UBC Theses and Dissertations
Influence of diet fat saturation on rates of cholesterol synthesis and esterification in healthy young men Mazier, Marie Jeanne Patricia
To examine the effect of diet fat type on rates of cholesterol synthesis and esterification during feeding and fasting, nine healthy male subjects were fed solid-food diets of 40% fat as predominantly either olive oil (MONO), safflower-oil margarine (POLY), or butter (SAT). At the end of each two-week diet trial, subjects were given deuterium (D) oxide orally and de novo synthesis was measured from D incorporation into cholesterol and interpreted as rates of fractional synthesis (FSR) (pools/day) into the rapidly exchangeable free cholesterol (FC) pool. Absolute synthesis rates (ASR) were calculated as the product of FSR and the FC pool. Pool size for each subject was obtained from analysis of the specific activity decay curve of an intravenous injection of 4-14C-cholesterol over nine months. Synthesis was measured over two consecutive 12-h fed periods followed by two consecutive 12-h fasted periods. Serum samples were also assayed for lathosterol concentration, an index of cholesterol synthesis.
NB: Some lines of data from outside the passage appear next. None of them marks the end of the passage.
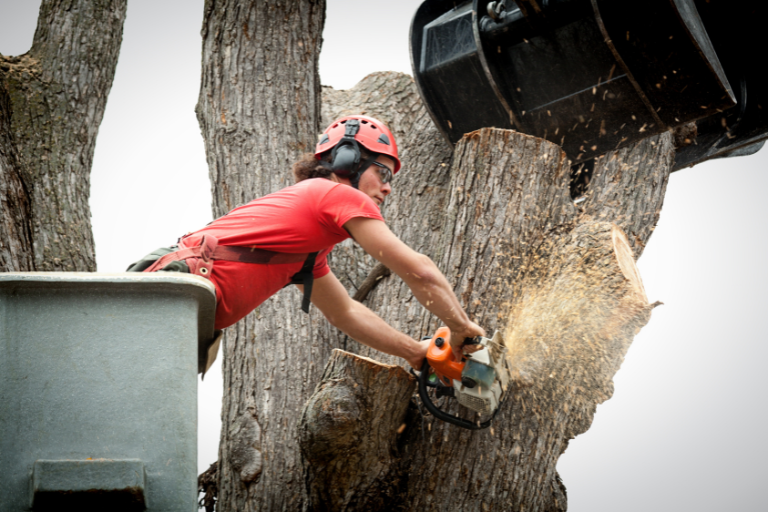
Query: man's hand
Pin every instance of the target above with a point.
(458, 336)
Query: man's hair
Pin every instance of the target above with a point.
(309, 167)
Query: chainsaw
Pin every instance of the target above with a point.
(478, 380)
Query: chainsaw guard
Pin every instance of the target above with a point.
(442, 415)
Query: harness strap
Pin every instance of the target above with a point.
(200, 261)
(210, 250)
(306, 278)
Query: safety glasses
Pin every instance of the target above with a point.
(385, 173)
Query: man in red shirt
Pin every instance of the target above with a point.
(284, 237)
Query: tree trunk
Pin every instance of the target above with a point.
(489, 219)
(494, 214)
(52, 100)
(349, 432)
(259, 110)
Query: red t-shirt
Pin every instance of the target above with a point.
(302, 218)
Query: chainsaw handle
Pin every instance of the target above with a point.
(437, 413)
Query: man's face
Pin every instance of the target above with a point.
(371, 182)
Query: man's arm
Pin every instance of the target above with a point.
(362, 324)
(421, 275)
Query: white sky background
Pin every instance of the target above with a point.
(685, 427)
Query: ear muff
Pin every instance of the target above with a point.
(345, 158)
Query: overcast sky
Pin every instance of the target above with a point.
(685, 427)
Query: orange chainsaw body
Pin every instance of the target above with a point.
(441, 358)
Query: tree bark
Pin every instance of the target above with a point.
(349, 431)
(52, 100)
(259, 110)
(486, 213)
(503, 200)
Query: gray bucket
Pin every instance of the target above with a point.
(98, 390)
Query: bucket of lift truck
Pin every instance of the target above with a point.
(590, 75)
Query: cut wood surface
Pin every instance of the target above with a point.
(502, 198)
(495, 214)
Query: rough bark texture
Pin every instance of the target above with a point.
(487, 219)
(488, 214)
(52, 100)
(259, 109)
(349, 432)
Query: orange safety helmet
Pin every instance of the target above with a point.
(343, 137)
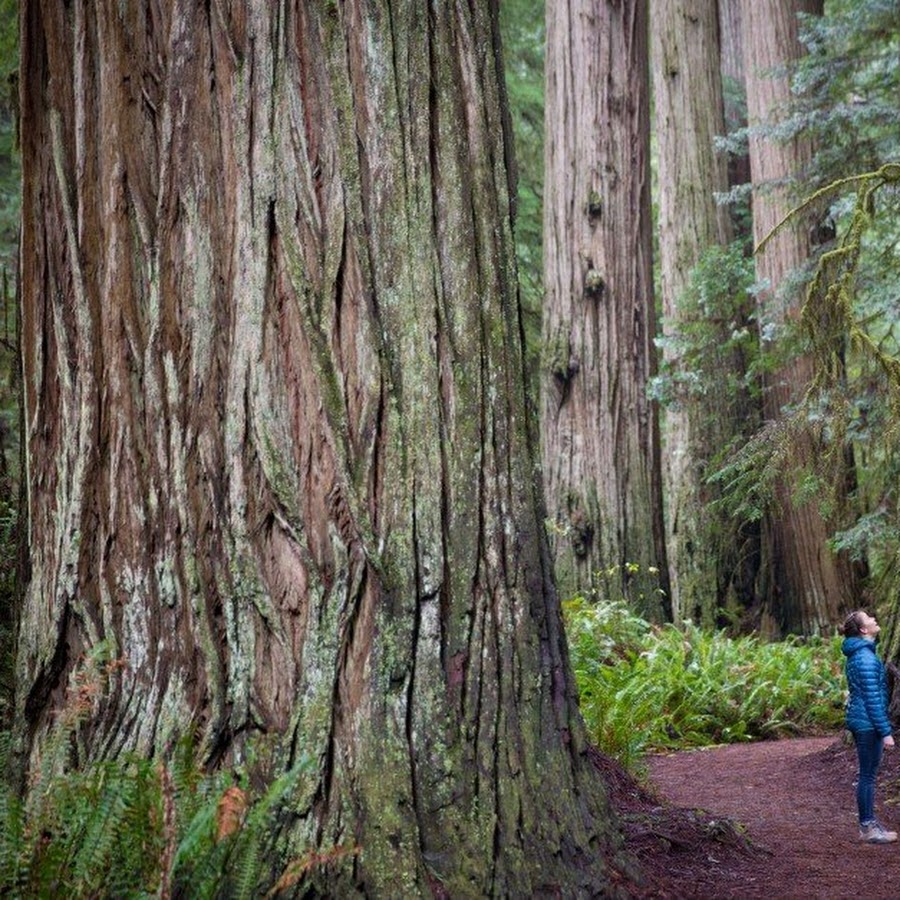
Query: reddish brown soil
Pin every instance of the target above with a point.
(774, 819)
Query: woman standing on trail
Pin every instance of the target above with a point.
(867, 717)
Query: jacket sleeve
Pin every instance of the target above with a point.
(872, 688)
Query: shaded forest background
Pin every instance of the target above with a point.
(763, 463)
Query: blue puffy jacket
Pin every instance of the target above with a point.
(867, 705)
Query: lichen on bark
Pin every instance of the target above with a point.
(311, 482)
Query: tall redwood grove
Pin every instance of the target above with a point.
(599, 430)
(808, 588)
(711, 554)
(280, 462)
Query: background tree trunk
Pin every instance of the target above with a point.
(600, 442)
(279, 456)
(707, 550)
(809, 588)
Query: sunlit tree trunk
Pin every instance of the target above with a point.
(808, 586)
(707, 550)
(600, 442)
(279, 456)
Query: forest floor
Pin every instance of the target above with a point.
(775, 819)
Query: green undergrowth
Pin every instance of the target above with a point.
(647, 688)
(135, 827)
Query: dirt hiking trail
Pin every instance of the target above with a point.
(793, 802)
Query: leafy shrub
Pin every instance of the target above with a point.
(646, 688)
(137, 827)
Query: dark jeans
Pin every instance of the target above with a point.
(869, 747)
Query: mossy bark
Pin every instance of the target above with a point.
(279, 453)
(709, 552)
(599, 430)
(808, 589)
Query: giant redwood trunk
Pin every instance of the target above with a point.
(708, 551)
(809, 587)
(279, 455)
(599, 430)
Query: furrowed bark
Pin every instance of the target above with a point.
(280, 457)
(599, 429)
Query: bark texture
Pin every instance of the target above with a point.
(709, 552)
(809, 589)
(279, 455)
(600, 435)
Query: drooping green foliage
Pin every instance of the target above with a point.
(711, 331)
(136, 827)
(647, 687)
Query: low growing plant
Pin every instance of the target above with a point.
(133, 827)
(646, 688)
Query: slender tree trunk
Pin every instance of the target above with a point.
(706, 548)
(809, 587)
(600, 441)
(279, 455)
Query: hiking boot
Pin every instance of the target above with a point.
(876, 833)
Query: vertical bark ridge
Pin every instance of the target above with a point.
(318, 516)
(601, 442)
(811, 588)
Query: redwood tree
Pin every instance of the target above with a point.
(280, 461)
(809, 588)
(599, 430)
(708, 551)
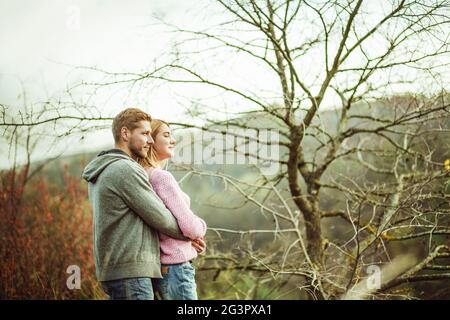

Serum cholesterol and non-HDL cholesterol concentrations were highest on the SAT diet, lowest (P<0.001) on the POLY diet and intermediate on the MONO diet, triglyceride levels were greater (P<0.03) on the SAT diet than on the POLY diet, and HDL levels were lowest (P<0.05) on the SAT diet and highest on the MONO diet. Cholesterol D enrichment and FSR during each 12-h period were greater (P<0.014) on the POLY diet than on the SAT diet; MONO enrichment and FSR were not significantly different from those on the other two diets. Similar results were obtained for rates of cholesterol esterification (P<0.001). Deuterium enrichment data suggested, and lathosterol data confirmed, that free cholesterol synthesis was greater during the fed period than during the fasted period (P<0.01); however, this could not be confirmed for rates of cholesterol esterification. Results suggest that POLY fat feeding augments de novo cholesterol synthesis without adverse effects on total serum cholesterol concentrations, and that the deleterious effects of SAT fat on serum cholesterol are not brought about by augmented de novo synthesis. Finally, the combination of deuterium incorporation and mathematical modelling produces estimates of daily cholesterol synthesis which are compatible with those invoked by more laborious techniques.